Der Antragsteller hat zur Überzeugung des Senats auch nicht glaubhaft gemacht, dass sich für ihn ein Anordnungsanspruch aus § 6 Abs. 1 AsylbLG ergeben könnte. Nach dieser Vorschrift können den nach § 1 Abs. 1 AsylbLG Berechtigten sonstige Leistungen u. a. dann gewährt werden, wenn diese im Einzelfall zur Sicherung des Lebensunterhaltes oder der Gesundheit unerlässlich sind. Zwar kann ein auf diese Vorschrift gestützter, nach § 4 Abs. 1 Satz 1 AsylbLG nicht bestehender Anspruch auf Übernahme der Kosten einer psychotherapeutischen Behandlung nicht von vornherein ausgeschlossen werden (vgl. im konkreten Fall offenlassend: 4. Senat des erk. Gerichts, Beschl. v. 22.9.1999, a.a.O.). Dies kann jedoch, da sich eine derartige Maßnahme in der Regel über einen längeren Zeitraum erstreckt, mit nicht unerheblichen Kosten verbunden und häufig auch der dem Asylbewerberleistungsgesetz prinzipiell fremden Eingliederungshilfe zuzurechnen ist, nur ausnahmsweise geschehen. Erforderlich hierfür ist u.a. zumindest auch, dass fachärztlich attestiert wird, dass gleichwertige, kostengünstigere Behandlungsmaßnahmen nicht zur Verfügung stehen (GK-AsylbLG, § 6, Rn. 166). Dies lässt sich den Darlegungen des Antragstellers und den dem Senat vorliegenden ärztlichen Stellungnahmen und Gutachten nicht entnehmen.

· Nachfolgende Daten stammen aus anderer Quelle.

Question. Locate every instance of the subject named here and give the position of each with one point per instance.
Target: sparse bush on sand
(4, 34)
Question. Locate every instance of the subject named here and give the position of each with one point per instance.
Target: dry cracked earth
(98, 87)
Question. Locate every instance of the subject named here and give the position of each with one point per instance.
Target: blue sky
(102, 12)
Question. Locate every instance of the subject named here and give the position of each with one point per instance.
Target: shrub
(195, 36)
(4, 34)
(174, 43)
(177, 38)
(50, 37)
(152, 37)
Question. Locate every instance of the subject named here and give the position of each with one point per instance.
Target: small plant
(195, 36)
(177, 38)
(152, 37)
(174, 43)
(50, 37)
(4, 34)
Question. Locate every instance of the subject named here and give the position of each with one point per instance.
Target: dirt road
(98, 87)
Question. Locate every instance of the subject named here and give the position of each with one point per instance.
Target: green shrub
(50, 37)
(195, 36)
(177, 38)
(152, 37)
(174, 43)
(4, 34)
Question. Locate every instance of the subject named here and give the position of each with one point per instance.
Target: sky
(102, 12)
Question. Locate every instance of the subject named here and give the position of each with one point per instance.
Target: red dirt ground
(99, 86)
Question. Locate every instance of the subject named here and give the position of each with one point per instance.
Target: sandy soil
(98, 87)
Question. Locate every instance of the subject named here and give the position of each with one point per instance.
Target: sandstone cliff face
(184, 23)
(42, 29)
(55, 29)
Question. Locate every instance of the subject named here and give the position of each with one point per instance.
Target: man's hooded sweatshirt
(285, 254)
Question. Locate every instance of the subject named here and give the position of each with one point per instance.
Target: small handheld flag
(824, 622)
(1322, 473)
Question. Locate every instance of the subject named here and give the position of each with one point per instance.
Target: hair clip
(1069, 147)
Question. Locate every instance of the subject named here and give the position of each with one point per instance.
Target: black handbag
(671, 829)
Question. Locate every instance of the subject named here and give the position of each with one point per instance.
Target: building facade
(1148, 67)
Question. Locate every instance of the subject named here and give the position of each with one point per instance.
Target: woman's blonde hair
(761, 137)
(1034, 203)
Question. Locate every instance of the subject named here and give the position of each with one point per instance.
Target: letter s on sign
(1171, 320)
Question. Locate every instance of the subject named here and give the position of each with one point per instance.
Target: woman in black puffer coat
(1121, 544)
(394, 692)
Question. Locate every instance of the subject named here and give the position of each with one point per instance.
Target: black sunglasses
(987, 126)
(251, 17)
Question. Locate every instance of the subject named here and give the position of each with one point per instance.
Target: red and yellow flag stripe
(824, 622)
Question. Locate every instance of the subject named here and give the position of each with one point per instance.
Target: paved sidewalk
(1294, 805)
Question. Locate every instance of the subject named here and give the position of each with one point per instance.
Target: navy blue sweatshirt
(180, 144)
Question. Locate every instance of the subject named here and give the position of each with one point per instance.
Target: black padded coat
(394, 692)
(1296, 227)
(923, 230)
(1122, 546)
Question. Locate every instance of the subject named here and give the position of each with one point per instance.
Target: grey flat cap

Schließlich hat der Antragsteller einen Anordnungsgrund nicht glaubhaft gemacht. Dies ergibt sich zur Überzeugung des Senats daraus, dass das die Erforderlichkeit einer Psychotherapie bejahende Gutachten des DIPT vom 21. August 2003 nunmehr schon fast ein Jahr alt ist und der Antragsteller sich nach Erstattung des Gutachtens für einen beachtlichen Zeitraum unter fachkundiger Betreuung im Niedersächsischen Landeskrankenhaus D. befunden hat und dort therapiert worden ist, ohne dass in dem Bericht des Landeskrankenhauses vom 14. Januar 2004 die zukünftige Durchführung einer Psychotherapie erwähnt, geschweige denn für erforderlich erachtet worden wäre.